Ils existent pleins de variétés de céréales et de légumineuses à découvrir ou redécouvrir comme : le riz, les pâtes (de blé, de maïs, de riz, de châtaigne, à la spiruline, …), le quinoa, l’avoine, le maïs, le sarrasin, l’orge, le teff, le chanvre, le sarrasin, le farro, les haricots rouges, les haricots blancs, les pois chiches, les pois cassés, les lentilles.

Enfin, le flexitarien est un gourmet. Il utilise donc aussi des herbes, des épices et des assaisonnements : basilic, origan, menthe, thym, cumin, curcuma, gingembre, curry... Il utilise aussi des condiments comme de la sauce soja réduite en sel, le vinaigre de cidre de pomme, de la moutarde, …

Le régime flexitarien privilégie les aliments frais toutefois les solutions rapides comme les légumes surgelés natures ou le thon en boîte peuvent être utilisés de façon occasionnelle.

A retenir, lors de la sélection des produits carnés :


1. Œufs : choisir des œufs issus d’un élevage en plein air ou en pâturage.


2. Viande blanche : choisir des viandes issues de l’agriculture biologique, d’élevage en plein air ou en pâturage.


3. Viande rouge : choisir des viandes issues de l’agriculture biologique, d’élevage en plein air, alimenté à l’herbe ou en pâturage.

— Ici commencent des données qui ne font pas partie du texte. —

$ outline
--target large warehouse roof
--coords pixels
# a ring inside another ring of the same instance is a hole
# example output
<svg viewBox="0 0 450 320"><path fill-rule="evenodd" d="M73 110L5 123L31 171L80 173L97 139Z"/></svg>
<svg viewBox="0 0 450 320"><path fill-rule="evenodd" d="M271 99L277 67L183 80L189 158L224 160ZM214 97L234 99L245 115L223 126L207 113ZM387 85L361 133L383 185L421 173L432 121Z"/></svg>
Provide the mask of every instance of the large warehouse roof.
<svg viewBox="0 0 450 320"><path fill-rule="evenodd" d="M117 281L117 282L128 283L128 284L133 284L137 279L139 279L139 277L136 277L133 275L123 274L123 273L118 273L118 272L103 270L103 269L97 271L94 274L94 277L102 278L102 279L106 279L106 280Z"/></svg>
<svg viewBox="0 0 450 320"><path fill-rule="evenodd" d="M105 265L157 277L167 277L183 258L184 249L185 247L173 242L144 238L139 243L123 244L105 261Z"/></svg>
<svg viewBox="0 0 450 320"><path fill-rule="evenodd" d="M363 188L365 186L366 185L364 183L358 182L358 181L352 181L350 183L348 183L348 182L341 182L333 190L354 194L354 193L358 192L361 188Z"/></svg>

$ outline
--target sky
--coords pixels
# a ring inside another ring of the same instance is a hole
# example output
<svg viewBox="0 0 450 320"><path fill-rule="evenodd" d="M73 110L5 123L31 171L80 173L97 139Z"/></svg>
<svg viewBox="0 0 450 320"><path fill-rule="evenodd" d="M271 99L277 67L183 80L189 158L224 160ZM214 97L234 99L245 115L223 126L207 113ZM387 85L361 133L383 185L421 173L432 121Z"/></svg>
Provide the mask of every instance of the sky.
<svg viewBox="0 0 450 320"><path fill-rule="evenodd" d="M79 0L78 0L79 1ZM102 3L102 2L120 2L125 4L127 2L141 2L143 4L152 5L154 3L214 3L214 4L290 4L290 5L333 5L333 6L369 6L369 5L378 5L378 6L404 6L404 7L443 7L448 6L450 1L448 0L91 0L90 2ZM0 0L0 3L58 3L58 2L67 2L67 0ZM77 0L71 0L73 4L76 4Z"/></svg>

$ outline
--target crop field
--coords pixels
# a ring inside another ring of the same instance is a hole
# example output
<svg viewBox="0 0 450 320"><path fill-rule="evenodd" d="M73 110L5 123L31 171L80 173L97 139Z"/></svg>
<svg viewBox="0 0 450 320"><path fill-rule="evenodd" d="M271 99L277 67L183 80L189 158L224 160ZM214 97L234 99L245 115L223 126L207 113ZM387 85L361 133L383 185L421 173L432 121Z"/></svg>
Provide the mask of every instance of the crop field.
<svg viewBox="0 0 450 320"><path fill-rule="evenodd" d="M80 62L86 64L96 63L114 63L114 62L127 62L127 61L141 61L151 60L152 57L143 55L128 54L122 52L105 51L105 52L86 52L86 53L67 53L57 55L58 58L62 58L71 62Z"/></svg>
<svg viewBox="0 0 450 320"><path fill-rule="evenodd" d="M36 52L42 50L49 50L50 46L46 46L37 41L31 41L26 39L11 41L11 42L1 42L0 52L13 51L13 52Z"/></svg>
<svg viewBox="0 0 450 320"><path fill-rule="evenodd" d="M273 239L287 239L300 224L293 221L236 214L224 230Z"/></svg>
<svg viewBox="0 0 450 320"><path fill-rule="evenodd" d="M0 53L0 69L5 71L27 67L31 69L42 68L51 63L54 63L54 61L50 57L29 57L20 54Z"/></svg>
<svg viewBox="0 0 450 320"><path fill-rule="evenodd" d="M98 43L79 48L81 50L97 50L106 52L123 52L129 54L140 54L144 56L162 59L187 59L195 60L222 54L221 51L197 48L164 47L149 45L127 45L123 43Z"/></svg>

4. Poisson/crustacés : choisir des variétés péchées à l’état sauvage.


5. Produits laitiers : choisir des produits issus de l’agriculture biologique, d’élevage en plein air, alimenté à l’herbe ou en pâturage.


Tout ceci semble contraignant, mais pour que ce mode d’alimentation perdure, il reste important d’aimer ce que vous mangez : être flexitarien ne signifie pas que l’on doive renoncer au plaisir de manger, ni renoncer au plaisir de manger les aliments qui vous font plaisir. Au contraire, cela peut même être une redécouverte de vos goûts, de votre plaisir à cuisiner de bons produits et du plaisir de partager de la bonne chaire autour d’une belle tablée.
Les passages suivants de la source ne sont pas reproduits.